蒲田耕二の発言

コメントは実名で願います。

マスター焼失

2019-06-15 | 音楽
ロスのユニバーサル・スタジオの火事で約50万曲のマスター・テープが焼失し、保管責任を果たしてなかったというので該当ミュージシャンがユニバーサルを告訴する騒ぎになっている。50万曲とは、確かに驚くべき数だ。貴重な文化遺産が失われた点で、バーミヤンの磨崖仏破壊に匹敵する悲劇だ……と言いたいところだが、ちょっと待てよ。

デジタル化してあるから問題ない、とのユニバーサルの言い分を一方的に支持するワケじゃないが、本当に50万曲のすべてが火事で焼失したのだろうか。こんなに膨大な数のテープが、一度の火事で焼けてしまうかね。

デジタル録音が開発される以前、主に1/4インチ幅の磁気テープを録音メディアに使っていたレコード会社は、マスター・テープの保管場所に頭を痛めていた。LP1枚分だけでも直径25cm、リール込みで厚み1cmほどのテープが2巻。それが毎月毎月、何十巻も溜まり続ける。

場所塞ぎだからと社外で保管すれば、莫大な倉庫代が掛かる上に海賊盤を作られる怖れがある。かといって、会社の経営を回すためには毎月新譜を出さざるを得ない。

そこへ70年代後半、音源をデータ化して小さなテープやハードディスクに保管できるデジタル録音が実用化され、レコード各社は救いの神と飛びついた。磁気テープ上の音楽信号が次々デジタル・メディアにトランスファーされ、オリジナル・テープは破棄された。70年代に一世を風靡したピンク・レディーでさえ、現在アナログ・マスターは1巻も残っていないそうだ。

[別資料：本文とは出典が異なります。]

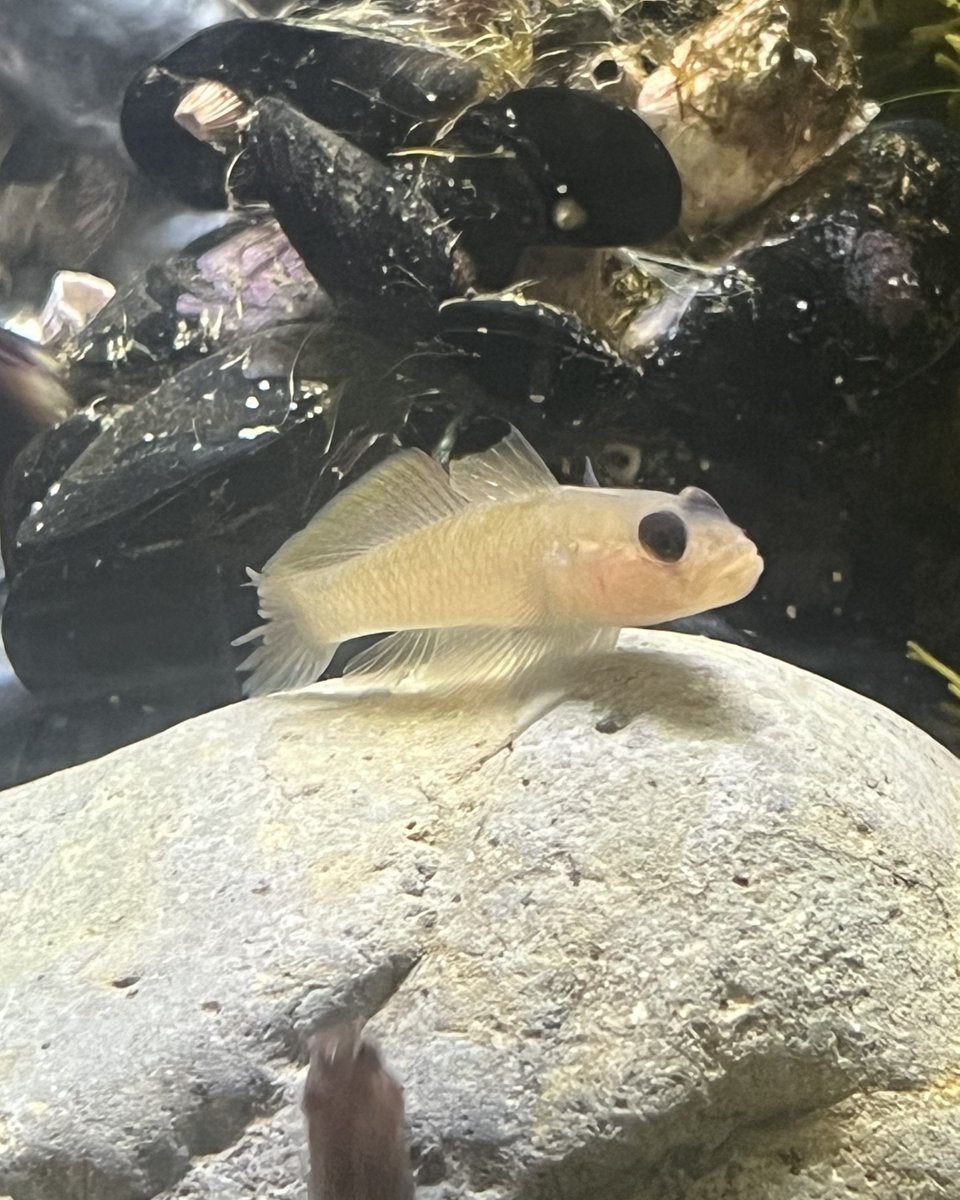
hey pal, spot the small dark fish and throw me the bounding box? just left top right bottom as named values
left=0, top=329, right=73, bottom=484
left=304, top=1024, right=415, bottom=1200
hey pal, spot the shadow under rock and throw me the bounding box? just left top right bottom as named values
left=269, top=634, right=752, bottom=752
left=569, top=643, right=754, bottom=743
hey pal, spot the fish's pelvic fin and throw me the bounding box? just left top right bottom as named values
left=449, top=426, right=559, bottom=505
left=342, top=623, right=617, bottom=697
left=263, top=448, right=468, bottom=576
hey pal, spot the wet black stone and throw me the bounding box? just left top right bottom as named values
left=120, top=19, right=484, bottom=208
left=239, top=98, right=474, bottom=335
left=436, top=293, right=668, bottom=450
left=64, top=215, right=327, bottom=405
left=628, top=120, right=960, bottom=445
left=444, top=87, right=682, bottom=247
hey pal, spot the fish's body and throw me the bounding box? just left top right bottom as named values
left=304, top=1024, right=414, bottom=1200
left=280, top=497, right=551, bottom=639
left=236, top=428, right=762, bottom=698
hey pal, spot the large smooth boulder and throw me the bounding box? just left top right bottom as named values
left=0, top=630, right=958, bottom=1200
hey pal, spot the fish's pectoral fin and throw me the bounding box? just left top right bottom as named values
left=263, top=447, right=467, bottom=576
left=340, top=623, right=618, bottom=698
left=449, top=426, right=559, bottom=505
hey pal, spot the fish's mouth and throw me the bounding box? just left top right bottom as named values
left=712, top=545, right=764, bottom=602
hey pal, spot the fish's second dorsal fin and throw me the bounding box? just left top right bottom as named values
left=262, top=448, right=467, bottom=576
left=449, top=426, right=559, bottom=505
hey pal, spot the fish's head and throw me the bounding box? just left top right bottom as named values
left=565, top=485, right=763, bottom=627
left=303, top=1024, right=404, bottom=1124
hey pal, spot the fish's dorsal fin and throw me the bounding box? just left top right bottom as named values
left=583, top=457, right=601, bottom=488
left=449, top=426, right=558, bottom=505
left=340, top=623, right=617, bottom=696
left=263, top=448, right=467, bottom=576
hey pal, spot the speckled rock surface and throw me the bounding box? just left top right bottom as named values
left=0, top=630, right=958, bottom=1200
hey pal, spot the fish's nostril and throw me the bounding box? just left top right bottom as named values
left=680, top=486, right=726, bottom=517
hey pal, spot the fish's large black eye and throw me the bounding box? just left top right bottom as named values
left=680, top=486, right=726, bottom=517
left=639, top=510, right=687, bottom=562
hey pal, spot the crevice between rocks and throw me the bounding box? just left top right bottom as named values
left=0, top=950, right=423, bottom=1200
left=171, top=949, right=424, bottom=1186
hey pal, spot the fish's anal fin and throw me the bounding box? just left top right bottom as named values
left=263, top=447, right=467, bottom=576
left=340, top=623, right=618, bottom=697
left=449, top=426, right=559, bottom=505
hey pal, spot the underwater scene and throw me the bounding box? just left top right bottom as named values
left=1, top=0, right=960, bottom=1197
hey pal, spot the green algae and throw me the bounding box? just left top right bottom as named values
left=859, top=0, right=960, bottom=119
left=908, top=640, right=960, bottom=701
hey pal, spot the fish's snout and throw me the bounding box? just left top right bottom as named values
left=744, top=542, right=765, bottom=587
left=696, top=524, right=763, bottom=610
left=727, top=536, right=764, bottom=596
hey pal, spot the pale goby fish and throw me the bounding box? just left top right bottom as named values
left=303, top=1024, right=414, bottom=1200
left=234, top=427, right=763, bottom=698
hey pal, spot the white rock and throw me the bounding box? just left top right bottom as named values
left=0, top=630, right=957, bottom=1200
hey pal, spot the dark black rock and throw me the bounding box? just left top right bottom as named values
left=120, top=18, right=484, bottom=208
left=1, top=407, right=101, bottom=574
left=64, top=215, right=327, bottom=404
left=624, top=120, right=960, bottom=447
left=444, top=87, right=682, bottom=248
left=237, top=98, right=476, bottom=335
left=207, top=80, right=682, bottom=333
left=0, top=330, right=74, bottom=485
left=436, top=292, right=674, bottom=454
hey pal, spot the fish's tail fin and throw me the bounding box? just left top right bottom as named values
left=233, top=568, right=336, bottom=698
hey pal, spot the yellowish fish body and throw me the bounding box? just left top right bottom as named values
left=235, top=429, right=763, bottom=698
left=285, top=498, right=553, bottom=638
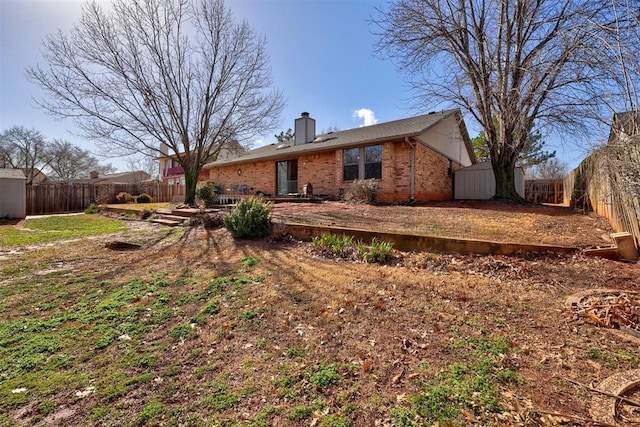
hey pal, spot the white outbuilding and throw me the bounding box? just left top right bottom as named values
left=0, top=168, right=27, bottom=219
left=454, top=161, right=525, bottom=200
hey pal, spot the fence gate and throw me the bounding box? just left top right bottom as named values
left=524, top=180, right=564, bottom=204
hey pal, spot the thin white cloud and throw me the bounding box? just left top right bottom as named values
left=353, top=108, right=378, bottom=127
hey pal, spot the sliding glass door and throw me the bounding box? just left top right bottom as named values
left=276, top=160, right=298, bottom=196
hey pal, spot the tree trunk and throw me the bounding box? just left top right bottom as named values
left=184, top=168, right=199, bottom=205
left=492, top=160, right=522, bottom=201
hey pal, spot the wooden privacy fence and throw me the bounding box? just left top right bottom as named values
left=26, top=183, right=186, bottom=215
left=524, top=179, right=564, bottom=204
left=564, top=147, right=640, bottom=246
left=26, top=184, right=93, bottom=216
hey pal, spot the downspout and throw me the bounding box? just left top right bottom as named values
left=405, top=137, right=415, bottom=203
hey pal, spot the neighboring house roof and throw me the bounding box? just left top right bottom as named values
left=94, top=171, right=151, bottom=184
left=158, top=140, right=247, bottom=161
left=204, top=109, right=475, bottom=168
left=22, top=167, right=47, bottom=183
left=44, top=171, right=151, bottom=185
left=0, top=168, right=27, bottom=180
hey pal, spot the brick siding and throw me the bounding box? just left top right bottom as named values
left=209, top=161, right=275, bottom=195
left=207, top=140, right=460, bottom=203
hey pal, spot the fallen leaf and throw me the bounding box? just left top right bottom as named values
left=391, top=368, right=405, bottom=385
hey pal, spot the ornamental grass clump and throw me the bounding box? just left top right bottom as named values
left=223, top=197, right=273, bottom=239
left=358, top=237, right=395, bottom=263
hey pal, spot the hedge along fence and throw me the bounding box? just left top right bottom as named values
left=564, top=140, right=640, bottom=246
left=94, top=183, right=185, bottom=204
left=26, top=183, right=186, bottom=215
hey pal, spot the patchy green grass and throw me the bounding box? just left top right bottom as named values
left=0, top=239, right=289, bottom=426
left=390, top=334, right=522, bottom=426
left=240, top=256, right=260, bottom=268
left=0, top=214, right=126, bottom=247
left=2, top=206, right=629, bottom=426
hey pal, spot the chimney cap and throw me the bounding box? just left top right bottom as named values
left=301, top=112, right=309, bottom=117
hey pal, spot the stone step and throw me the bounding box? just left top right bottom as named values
left=149, top=217, right=183, bottom=226
left=171, top=208, right=201, bottom=217
left=154, top=207, right=200, bottom=217
left=158, top=214, right=188, bottom=222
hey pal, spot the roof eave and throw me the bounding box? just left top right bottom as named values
left=204, top=132, right=424, bottom=169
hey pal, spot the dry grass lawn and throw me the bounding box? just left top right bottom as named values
left=0, top=202, right=638, bottom=426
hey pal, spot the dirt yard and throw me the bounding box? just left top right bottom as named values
left=271, top=200, right=616, bottom=248
left=1, top=201, right=639, bottom=426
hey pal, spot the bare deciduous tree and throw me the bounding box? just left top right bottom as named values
left=45, top=139, right=115, bottom=180
left=125, top=147, right=160, bottom=181
left=527, top=158, right=569, bottom=180
left=28, top=0, right=284, bottom=204
left=0, top=126, right=49, bottom=185
left=373, top=0, right=631, bottom=200
left=585, top=2, right=640, bottom=238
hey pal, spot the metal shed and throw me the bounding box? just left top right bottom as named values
left=454, top=161, right=524, bottom=200
left=0, top=168, right=27, bottom=219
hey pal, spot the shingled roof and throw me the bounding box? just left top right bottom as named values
left=0, top=168, right=27, bottom=180
left=608, top=111, right=640, bottom=143
left=205, top=109, right=469, bottom=168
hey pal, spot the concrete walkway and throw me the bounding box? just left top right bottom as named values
left=25, top=212, right=85, bottom=220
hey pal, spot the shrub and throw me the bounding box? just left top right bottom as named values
left=342, top=179, right=378, bottom=204
left=199, top=212, right=224, bottom=229
left=224, top=197, right=273, bottom=239
left=136, top=193, right=153, bottom=203
left=84, top=203, right=100, bottom=214
left=196, top=182, right=216, bottom=207
left=115, top=192, right=133, bottom=204
left=138, top=209, right=152, bottom=220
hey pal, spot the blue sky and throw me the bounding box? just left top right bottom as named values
left=0, top=0, right=591, bottom=171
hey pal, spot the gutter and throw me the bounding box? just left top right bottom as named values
left=204, top=133, right=425, bottom=170
left=405, top=137, right=415, bottom=202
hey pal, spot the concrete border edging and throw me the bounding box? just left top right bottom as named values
left=589, top=369, right=640, bottom=425
left=282, top=222, right=576, bottom=256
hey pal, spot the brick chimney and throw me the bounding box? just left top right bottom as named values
left=294, top=112, right=316, bottom=145
left=90, top=171, right=99, bottom=179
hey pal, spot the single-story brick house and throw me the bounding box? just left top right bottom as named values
left=204, top=109, right=475, bottom=203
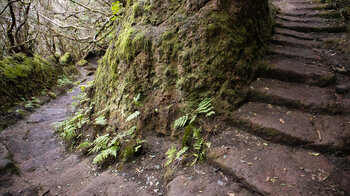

もっとも、これには場所代の節約だけではなく、さらなる音質劣化防止の意味もある。アナログ・テープは酸化鉄の磁性という不安定の代名詞みたいな代物で信号を記録しているから、構造的に経時劣化を避けられない。テープ・マスターは録音した瞬間から音質劣化が始まり、適切な防止措置を講じないと数十年後には超高音やホールトーンなどの微小信号が失われ、ノイズばかりが増えて使い物にならなくなる。

デジタルだと、録音直後のアナログには劣るが、信号がすべて数値化されるので劣化の進行が止められる。

ユニバーサルの「焼失した」50万曲も、多くは火事の前に既にアナログ・テープは失われていたのではなかろうか。アーティストの許諾を取らずにデジタル・メディアにトランスファーし、オリジナルを破棄していたなら問題ではあるが、会社側の処置としては無理からぬ面もあるように思える。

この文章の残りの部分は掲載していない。